Question: Querying across services, Database-per-service or One database
darklight147 opened this issue · 1 comments
Hi am building a simular project, using event driven microservices architecture, and am stuck thinking wether i should use a single Database and connect all services to it, or do a database-per-service approach, i could brainstorm some reasons why doing a single database is bad (sharing Model schema between multiple services)
but the advantage am looking for in the single Database approach is: you can query any table you want, which is a thing i can't do in database per service, soo my question is how would you go about querying data from another service, let's say UserManagement needs data from ticketing service for exemple, any approach aside synchronously calling the other service using http.
Am using rabbitmq to broadcast the creation of a document to other conserned services
Might be helpful (from microservices.io)
There are various patterns/solutions for implementing transactions and queries that span services:
- Implementing transactions that span services - use the Saga pattern.

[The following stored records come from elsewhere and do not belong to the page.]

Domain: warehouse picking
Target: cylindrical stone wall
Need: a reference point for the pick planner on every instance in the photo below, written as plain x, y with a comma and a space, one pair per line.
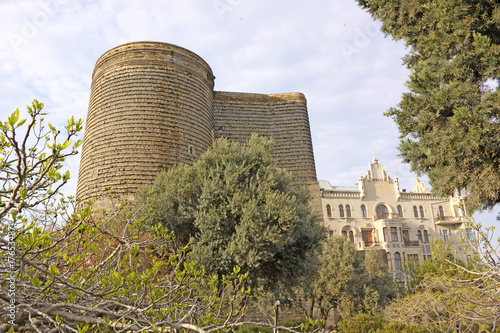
150, 109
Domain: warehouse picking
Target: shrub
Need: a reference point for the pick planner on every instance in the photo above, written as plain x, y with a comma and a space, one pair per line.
400, 328
296, 322
249, 328
362, 323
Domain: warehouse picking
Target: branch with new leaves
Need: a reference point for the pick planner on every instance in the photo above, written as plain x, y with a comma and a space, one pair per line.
31, 162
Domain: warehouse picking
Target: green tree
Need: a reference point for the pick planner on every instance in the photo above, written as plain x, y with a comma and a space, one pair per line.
444, 294
31, 160
92, 272
351, 281
449, 118
235, 207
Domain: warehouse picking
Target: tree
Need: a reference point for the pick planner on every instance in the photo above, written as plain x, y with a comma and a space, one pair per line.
351, 281
30, 163
92, 272
446, 294
449, 118
235, 207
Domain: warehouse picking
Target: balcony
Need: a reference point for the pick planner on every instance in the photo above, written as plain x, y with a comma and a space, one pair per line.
386, 216
448, 220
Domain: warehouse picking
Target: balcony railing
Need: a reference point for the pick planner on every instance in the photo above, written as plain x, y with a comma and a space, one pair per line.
447, 220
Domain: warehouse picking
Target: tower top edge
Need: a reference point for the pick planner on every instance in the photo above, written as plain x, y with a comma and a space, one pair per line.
145, 46
292, 96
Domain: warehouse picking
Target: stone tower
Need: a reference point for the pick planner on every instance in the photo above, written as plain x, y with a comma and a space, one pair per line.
153, 106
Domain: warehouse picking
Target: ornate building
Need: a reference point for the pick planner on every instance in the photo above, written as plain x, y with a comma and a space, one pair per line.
377, 214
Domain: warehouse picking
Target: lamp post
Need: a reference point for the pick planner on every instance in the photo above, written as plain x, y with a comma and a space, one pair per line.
276, 313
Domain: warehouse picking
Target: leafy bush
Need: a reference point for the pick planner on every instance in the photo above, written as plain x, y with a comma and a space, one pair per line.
400, 328
249, 328
296, 322
362, 323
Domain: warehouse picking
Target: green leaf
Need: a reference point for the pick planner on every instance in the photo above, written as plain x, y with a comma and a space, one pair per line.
53, 270
35, 282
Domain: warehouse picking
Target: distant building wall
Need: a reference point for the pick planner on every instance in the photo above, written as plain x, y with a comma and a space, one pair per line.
152, 106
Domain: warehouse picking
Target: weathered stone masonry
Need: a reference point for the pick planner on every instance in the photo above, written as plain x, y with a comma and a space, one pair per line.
153, 106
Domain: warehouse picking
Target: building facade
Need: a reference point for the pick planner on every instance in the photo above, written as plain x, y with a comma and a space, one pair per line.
377, 214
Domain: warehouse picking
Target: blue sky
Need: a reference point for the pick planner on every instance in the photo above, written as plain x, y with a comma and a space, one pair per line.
332, 51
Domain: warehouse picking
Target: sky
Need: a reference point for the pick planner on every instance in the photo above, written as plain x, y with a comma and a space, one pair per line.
331, 51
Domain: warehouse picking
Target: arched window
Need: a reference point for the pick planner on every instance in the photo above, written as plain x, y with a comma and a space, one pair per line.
382, 212
400, 211
351, 236
419, 235
363, 211
440, 212
397, 261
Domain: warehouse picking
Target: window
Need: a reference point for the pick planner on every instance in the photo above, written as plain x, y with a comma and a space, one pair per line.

- Implementing queries that span services:
- API Composition - the application performs the join rather than the database. For example, a service (or the API gateway) could retrieve a customer and their orders by first retrieving the customer from the customer service and then querying the order service to return the customer’s most recent orders.
- Command Query Responsibility Segregation (CQRS) - maintain one or more materialized views that contain data from multiple services. The views are kept by services that subscribe to events that each services publishes when it updates its data. For example, the online store could implement a query that finds customers in a particular region and their recent orders by maintaining a view that joins customers and orders. The view is updated by a service that subscribes to customer and order events.
https://microservices.io/patterns/data/shared-database.html
The benefits of Shared Database pattern are:
- A developer uses familiar and straightforward ACID transactions to enforce data consistency
- A single database is simpler to operate
The drawbacks of Shared Database pattern are:
- Development time coupling - a developer working on, for example, the OrderService will need to coordinate schema changes with the developers of other services that access the same tables. This coupling and additional coordination will slow down development.
- Runtime coupling - because all services access the same database they can potentially interfere with one another. For example, if long running CustomerService transaction holds a lock on the ORDER table then the OrderService will be blocked.
- Single database might not satisfy the data storage and access requirements of all services.
https://microservices.io/patterns/data/database-per-service.html
Using a database per service has the following benefits:
- Helps ensure that the services are loosely coupled. Changes to one service’s database does not impact any other services.
- Each service can use the type of database that is best suited to its needs. For example, a service that does text searches could use ElasticSearch. A service that manipulates a social graph could use Neo4j.
Using a database per service has the following drawbacks:
- Implementing business transactions that span multiple services is not straightforward. Distributed transactions are best avoided because of the CAP theorem. Moreover, many modern (NoSQL) databases don’t support them.
- Implementing queries that join data that is now in multiple databases is challenging.